É preciso parar de confundir uma correção química necessária ao funcionamento neuronal com a fantasia pseudo-naturalista de que os medicamentos para depressão colorem artificialmente a realidade do paciente. A paisagem cinzenta, às vezes parda, do mundo psíquico (e cerebral) do indivíduo com depressão não é sinônimo de uma possibilidade justa de se ficar triste, tanto quanto uma perna quebrada não é sinônimo de um legítimo direito de passar pela experiência de tê-la engessada...


Marcas internas de alerta

O organismo vivo é dito auto-regulador, porque, através de um sistema de ‘sinalização’ interna, ele é capaz de engendrar ações, conscientes ou inconscientes, que possam providenciar o que for preciso para mantê-lo, efetivamente, vivo e o mais saudável possível. Os dois grandes ‘sinais adaptativos’ de que nosso cérebro dispõe são as emoções gerais, conhecidas como prazer (satisfação/saciedade das necessidades fundamentais desse organismo) e dor (alerta quanto a uma ameaça ao organismo, no todo ou em parte, caracterizado por sensações de mal-estar e desconforto). Dessas emoções principais decorrem todas as outras, todos os outros subtipos que o ser humano foi capaz de especificar para si mesmo. As dores podem ser mais propriamente ‘somáticas’, carnais, ou, podem ser psíquicas – mas não menos ‘físicas’, entretanto.
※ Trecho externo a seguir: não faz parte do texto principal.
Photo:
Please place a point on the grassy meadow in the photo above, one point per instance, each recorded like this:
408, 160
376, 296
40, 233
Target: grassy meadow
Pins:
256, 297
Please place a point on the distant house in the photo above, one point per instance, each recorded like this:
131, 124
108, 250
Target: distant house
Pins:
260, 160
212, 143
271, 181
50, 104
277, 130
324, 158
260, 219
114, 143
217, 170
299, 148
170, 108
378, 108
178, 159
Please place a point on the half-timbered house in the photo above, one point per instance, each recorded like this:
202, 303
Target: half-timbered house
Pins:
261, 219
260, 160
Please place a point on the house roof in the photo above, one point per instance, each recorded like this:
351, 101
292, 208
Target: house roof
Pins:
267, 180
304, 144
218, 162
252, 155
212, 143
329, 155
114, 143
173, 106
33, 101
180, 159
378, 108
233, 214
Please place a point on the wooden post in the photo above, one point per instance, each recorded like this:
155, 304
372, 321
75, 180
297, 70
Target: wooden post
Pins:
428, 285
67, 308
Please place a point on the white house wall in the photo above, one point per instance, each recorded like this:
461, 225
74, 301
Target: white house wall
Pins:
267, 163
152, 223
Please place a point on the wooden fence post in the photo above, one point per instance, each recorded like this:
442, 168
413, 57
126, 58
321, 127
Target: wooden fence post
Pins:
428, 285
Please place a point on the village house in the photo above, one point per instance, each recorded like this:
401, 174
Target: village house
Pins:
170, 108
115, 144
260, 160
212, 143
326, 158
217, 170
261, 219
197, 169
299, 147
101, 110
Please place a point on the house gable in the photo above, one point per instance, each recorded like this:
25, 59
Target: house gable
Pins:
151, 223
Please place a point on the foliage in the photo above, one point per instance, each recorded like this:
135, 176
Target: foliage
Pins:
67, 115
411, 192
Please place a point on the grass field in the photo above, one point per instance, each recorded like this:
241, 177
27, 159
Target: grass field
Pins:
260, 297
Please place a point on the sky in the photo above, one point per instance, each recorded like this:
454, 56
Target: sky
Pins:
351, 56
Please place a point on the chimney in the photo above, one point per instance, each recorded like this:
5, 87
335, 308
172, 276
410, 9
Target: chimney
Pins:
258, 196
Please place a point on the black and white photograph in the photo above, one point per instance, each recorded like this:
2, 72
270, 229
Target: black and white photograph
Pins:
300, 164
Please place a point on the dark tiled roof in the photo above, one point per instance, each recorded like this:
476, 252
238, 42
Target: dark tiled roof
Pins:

Ocorre que há diferentes níveis de dor, das mais suportáveis às mais insuportáveis...A tristeza é uma emoção ‘dolorosa’, é certo, um alerta para o indivíduo refletir sobre sua rota existencial corrente, sobre os comportamentos que podem estar cooperando para o embotamento de seu prazer de viver; mas é uma dor que se suporta, mesmo quando muito pesada. Inversamente, a depressão resulta numa dor-limite, em que o sistema psíquico está chegando perigosamente perto de um estado de ‘ruptura’ com a razão basal de existir – uma ‘desabilitação’ para ser e estar (triste, contente, com raiva...); a percepção de um desespero desfocado, pobre em razões específicas e pontuais, inunda o interior psíquico do indivíduo como um tsunami furioso, invadindo uma cidade inteira e a fazendo submergir. Nessa hora, até o medo, última defesa dolorosa da integridade física individual, se enfraquece e abre espaço para um impulso de ‘salvação final’ desse tormento, o impulso de se tirar a própria vida. O suicídio do deprimido em crise aguda constitui sua fuga desesperada de uma dor (psíquica) que ele simplesmente não consegue/conseguiu suportar.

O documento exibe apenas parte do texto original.